Familial and sporadic AD

The overwhelming majority of AD cases occurs with no obvious environmental or genetic cause and is known as sporadic AD (sAD). It typically manifests at a late age of onset of more than 65 years. Around 5% of all AD cases, however, have a Mendelian pattern of inheritance and these are referred to as familial AD (fAD). The age of onset of dementia in fAD can vary dramatically, but typically fAD cases occur at much younger ages (from 30 years or more), and their dementia is usually more severe and progresses more rapidly. Clinically, and neuropathologically, both sAD and fAD are very similar, with all patients exhibiting widespread plaque and tangle pathologies with extensive neuronal loss.

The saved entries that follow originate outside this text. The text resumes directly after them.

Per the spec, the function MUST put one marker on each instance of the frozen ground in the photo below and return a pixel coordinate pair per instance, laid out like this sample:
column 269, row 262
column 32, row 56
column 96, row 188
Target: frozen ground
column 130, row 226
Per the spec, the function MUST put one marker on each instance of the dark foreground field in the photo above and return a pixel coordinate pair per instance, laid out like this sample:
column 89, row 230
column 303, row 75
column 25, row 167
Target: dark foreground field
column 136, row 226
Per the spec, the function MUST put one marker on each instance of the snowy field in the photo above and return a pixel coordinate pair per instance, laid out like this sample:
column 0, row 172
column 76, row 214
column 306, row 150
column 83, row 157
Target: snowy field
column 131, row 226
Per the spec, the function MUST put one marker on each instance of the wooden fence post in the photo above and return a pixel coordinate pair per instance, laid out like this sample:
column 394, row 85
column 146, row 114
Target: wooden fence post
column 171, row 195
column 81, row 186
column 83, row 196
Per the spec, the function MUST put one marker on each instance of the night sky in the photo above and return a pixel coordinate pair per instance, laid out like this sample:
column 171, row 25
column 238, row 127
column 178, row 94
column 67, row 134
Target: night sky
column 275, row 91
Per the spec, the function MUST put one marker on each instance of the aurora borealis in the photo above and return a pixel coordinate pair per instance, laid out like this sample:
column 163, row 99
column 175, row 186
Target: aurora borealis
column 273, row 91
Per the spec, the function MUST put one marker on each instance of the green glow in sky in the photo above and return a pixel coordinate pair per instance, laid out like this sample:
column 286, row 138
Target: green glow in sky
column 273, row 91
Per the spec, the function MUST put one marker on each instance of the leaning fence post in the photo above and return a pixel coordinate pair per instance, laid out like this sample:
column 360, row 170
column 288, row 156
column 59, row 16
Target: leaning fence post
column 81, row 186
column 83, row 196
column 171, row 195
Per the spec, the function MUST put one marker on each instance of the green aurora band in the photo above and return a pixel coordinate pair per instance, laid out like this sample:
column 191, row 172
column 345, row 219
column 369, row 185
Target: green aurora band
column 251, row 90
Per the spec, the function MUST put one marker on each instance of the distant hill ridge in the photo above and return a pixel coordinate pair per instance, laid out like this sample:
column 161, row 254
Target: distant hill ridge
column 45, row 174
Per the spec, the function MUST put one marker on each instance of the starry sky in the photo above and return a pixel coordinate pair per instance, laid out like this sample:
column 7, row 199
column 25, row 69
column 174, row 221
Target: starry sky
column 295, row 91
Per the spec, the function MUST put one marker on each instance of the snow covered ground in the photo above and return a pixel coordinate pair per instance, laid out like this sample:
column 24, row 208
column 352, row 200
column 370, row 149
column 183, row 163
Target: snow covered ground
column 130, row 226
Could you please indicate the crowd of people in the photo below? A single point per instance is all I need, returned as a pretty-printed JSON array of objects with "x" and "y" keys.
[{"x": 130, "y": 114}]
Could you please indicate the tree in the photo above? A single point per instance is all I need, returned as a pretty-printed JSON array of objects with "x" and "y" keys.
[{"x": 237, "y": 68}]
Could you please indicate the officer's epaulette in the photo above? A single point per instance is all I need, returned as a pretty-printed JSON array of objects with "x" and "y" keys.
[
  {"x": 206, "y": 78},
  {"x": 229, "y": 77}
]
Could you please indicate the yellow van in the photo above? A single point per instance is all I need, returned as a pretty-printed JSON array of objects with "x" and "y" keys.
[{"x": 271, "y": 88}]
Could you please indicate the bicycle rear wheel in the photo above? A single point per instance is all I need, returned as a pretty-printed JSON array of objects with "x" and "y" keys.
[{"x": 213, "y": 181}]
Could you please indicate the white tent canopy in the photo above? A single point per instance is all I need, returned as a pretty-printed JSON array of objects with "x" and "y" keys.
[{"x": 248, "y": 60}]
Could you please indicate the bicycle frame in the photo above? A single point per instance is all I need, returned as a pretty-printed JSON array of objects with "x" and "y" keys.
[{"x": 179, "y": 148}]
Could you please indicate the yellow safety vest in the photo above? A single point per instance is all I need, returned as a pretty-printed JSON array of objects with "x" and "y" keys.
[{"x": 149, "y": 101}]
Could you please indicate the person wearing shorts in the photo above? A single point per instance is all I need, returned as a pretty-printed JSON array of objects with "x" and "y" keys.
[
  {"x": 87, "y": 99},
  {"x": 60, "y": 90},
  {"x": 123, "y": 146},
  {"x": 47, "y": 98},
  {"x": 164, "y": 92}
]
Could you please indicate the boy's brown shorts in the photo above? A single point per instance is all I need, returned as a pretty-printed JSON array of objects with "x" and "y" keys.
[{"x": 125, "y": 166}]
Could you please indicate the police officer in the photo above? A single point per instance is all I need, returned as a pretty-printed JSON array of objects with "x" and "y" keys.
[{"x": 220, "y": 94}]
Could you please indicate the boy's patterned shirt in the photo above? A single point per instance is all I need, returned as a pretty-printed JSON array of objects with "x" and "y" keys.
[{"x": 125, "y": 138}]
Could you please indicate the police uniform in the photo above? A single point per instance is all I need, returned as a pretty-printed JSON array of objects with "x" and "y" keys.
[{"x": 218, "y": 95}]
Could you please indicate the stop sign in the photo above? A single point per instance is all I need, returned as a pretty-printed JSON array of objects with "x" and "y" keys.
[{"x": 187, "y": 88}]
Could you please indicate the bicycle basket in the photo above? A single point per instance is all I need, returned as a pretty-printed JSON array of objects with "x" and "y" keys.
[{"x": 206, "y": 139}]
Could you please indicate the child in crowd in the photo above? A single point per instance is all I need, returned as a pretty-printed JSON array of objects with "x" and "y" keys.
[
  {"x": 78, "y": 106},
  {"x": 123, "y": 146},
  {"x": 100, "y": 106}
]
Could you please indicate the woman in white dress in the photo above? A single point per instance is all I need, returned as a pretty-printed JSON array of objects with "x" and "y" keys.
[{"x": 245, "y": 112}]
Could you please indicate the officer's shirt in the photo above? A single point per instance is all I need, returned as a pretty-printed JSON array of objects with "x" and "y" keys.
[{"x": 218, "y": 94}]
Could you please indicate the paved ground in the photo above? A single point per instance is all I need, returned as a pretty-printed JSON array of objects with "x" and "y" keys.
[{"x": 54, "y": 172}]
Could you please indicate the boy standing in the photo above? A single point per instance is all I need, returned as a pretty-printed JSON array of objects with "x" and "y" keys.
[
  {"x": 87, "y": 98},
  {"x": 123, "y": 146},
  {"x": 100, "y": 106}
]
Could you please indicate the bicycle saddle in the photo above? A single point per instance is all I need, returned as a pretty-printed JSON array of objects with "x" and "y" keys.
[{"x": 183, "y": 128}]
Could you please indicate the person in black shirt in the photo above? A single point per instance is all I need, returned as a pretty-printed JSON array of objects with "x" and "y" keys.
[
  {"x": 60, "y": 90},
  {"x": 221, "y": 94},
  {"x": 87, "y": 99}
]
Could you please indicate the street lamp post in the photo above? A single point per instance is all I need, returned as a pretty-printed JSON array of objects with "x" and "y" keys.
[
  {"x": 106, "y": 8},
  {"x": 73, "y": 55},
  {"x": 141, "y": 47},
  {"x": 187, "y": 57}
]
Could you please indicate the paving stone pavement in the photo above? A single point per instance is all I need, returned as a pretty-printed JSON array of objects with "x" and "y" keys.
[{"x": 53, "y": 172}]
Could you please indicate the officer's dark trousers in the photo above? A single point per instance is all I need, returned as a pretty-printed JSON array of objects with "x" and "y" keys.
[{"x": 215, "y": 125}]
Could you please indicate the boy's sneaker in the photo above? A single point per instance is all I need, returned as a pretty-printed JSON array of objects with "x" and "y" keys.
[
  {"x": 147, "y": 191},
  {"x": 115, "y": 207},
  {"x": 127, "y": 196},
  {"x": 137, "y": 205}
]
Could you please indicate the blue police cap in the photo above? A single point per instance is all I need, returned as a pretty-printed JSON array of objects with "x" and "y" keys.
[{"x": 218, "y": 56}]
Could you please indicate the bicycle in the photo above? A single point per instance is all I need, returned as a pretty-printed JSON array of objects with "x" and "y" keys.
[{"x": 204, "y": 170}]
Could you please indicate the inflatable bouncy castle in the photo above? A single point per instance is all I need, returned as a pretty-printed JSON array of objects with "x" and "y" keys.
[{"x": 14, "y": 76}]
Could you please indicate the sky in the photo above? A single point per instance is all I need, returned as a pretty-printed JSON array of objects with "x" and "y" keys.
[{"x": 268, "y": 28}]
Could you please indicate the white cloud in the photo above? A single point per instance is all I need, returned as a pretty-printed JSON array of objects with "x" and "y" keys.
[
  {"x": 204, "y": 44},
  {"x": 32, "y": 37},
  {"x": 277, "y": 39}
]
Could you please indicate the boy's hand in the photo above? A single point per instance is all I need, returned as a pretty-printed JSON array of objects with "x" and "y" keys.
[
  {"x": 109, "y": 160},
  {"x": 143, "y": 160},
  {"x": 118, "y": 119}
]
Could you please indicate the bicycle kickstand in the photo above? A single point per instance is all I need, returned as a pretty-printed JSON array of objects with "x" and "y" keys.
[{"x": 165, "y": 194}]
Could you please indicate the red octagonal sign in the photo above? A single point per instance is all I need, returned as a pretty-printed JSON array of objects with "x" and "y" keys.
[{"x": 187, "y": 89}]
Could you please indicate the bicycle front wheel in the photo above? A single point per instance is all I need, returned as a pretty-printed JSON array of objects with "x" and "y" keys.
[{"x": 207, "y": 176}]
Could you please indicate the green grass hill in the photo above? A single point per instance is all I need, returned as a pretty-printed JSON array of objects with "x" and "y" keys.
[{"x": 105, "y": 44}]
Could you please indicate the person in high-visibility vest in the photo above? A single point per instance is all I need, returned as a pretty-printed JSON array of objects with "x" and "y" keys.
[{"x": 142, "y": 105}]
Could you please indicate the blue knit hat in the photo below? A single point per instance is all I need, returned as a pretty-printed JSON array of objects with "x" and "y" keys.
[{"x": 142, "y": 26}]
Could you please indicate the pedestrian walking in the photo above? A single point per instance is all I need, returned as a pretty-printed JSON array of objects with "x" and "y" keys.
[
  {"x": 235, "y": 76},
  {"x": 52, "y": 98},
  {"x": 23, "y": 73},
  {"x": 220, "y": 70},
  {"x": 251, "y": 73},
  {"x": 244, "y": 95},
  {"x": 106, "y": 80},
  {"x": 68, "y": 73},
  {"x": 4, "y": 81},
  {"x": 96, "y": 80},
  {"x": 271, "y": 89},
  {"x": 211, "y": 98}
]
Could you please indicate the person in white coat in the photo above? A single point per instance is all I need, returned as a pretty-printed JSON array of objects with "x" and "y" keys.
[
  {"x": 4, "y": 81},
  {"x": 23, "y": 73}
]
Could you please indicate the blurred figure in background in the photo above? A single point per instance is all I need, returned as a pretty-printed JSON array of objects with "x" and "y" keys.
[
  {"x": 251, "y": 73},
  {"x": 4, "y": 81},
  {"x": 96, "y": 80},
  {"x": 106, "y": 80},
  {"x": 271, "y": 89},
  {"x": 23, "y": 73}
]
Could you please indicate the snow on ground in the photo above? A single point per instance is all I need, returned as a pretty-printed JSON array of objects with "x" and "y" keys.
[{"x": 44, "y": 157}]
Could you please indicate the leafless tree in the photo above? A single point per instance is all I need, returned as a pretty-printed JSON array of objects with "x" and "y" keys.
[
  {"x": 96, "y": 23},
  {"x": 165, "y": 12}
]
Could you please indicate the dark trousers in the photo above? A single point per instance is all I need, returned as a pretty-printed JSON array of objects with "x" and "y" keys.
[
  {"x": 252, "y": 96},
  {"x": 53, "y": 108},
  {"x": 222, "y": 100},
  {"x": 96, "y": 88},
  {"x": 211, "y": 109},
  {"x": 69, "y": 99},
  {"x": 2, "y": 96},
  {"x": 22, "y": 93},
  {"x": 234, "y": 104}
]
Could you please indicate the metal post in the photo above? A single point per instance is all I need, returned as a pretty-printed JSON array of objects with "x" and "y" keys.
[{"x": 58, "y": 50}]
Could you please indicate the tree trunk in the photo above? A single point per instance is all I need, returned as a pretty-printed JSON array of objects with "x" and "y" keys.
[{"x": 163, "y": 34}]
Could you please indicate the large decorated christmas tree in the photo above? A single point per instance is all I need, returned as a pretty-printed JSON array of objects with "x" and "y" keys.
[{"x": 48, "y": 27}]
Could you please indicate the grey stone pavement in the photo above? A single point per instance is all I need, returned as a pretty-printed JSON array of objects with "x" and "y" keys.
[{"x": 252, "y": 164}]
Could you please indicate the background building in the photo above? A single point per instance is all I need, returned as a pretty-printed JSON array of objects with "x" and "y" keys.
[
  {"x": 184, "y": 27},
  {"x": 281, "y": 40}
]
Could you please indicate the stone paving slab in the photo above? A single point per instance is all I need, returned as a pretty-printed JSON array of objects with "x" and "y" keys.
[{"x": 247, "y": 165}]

APP processing and the amyloid cascade hypothesis

Studies have shown that cases of fAD are accounted for by mutations in only three genes – the amyloid precursor protein (APP) gene [4, 5], presenilin 1 (PS1) gene [6] and presenilin 2 (PS2) gene [7]. APP is a large membrane spanning protein that contains the Aβ peptide sequence [4]. Aβ is sequentially cleaved from APP. An enzyme identified as BACE first cleaves APP [8] to produce a 99 amino acid stub within the membrane known as C99. C99 is then cleaved by a complex known as γ-secretase to release Aβ[9, 10]. Presenilins comprise the catalytically active subunit of the γ-secretase complex (which also includes nicastrin, APH-1 and PEN-2 [11]), and thus are essential for release of the Aβ peptide. Although the BACE cleavage site of APP occurs at a specific sequence, the γ-secretase cleavage has loose sequence specificity and can cleave C99 between 38 and 43 amino acids from the N-terminal, to release Aβ peptides of variable lengths. The most common lengths are 1–40 and 1–42. Aβ1–40 is 10–20 times more abundant than Aβ1–42. Mutations in presenilins associated with fAD increase the production of Aβ1–42 at the expense of shorter Aβ peptides [12], whereas mutations in APP are associated with increased BACE cleavage [13], Aβ structural misfolding [14], or an increased prevalence of Aβ1–42 at the expense of shorter Aβ peptides [15].

APP cleavage by BACE and γ-secretase to generate Aβ is not the predominant APP processing pathway. More commonly APP is cleaved by an enzyme with α-secretase activity, at a site juxtaposed to the membrane, to release the large ectodomain known as sAPPα, as well as an 83 amino acid stub within the membrane known as C83. α-secretase cleavage occurs within the Aβ sequence to preclude Aβ production. Hence, stimulation of α-secretase cleavage leads to reduced Aβ production [16], and is a possible therapeutic target for the disease.

The production of Aβ alone is not sufficient to be toxic, and many studies have highlighted the aggregation state of Aβ as being crucial to its toxicity in vitro[17, 18], its ability to impair learning and memory [19] as well as long-term potentiation (LTP) [20, 21], in vivo[22]. Aβ1–42 aggregates more readily than Aβ1–40, and forms the majority of Aβ species present within AD plaques, explaining why mutations that affect the Aβ 40/42 ratio cause fAD without affecting total Aβ levels. More recently, soluble oligomers have been identified as the disease active state of Aβ, and include dimers and trimers [23, 24] to dodecamers [19] and beyond.

The sum of these findings led to the amyloid cascade hypothesis, which states that the accumulation of Aβ causes both sAD and fAD, and the downstream consequences of Aβ accumulation lead to τ pathology and ultimately synaptic and neuronal loss [25].

Although the causes of fAD are for the most part understood, the cause(s) of sAD are poorly understood. It should be noted that both sAD and fAD are age-related – despite fAD mutations in APP and PS1/2 being present from birth, dementia onset usually requires many decades to manifest suggesting that either pathology accumulation is very slow, or that the younger brain is better able to cope with the increased Aβ pathology that these mutations lead to, either via its degradation or by protecting against the downstream effects of Aβ accumulation. With sAD, the cause of pathology development and consequent dementia is not well understood. It likely results from combinations of genetic, environmental, proteaomic and lipidomic interactions resulting in the accumulation of AD-related pathologies. Understanding both the causes for the appearance of AD-related pathologies and the effects of these pathologies on the local brain environment is crucial in order to understand, prevent or treat the disease.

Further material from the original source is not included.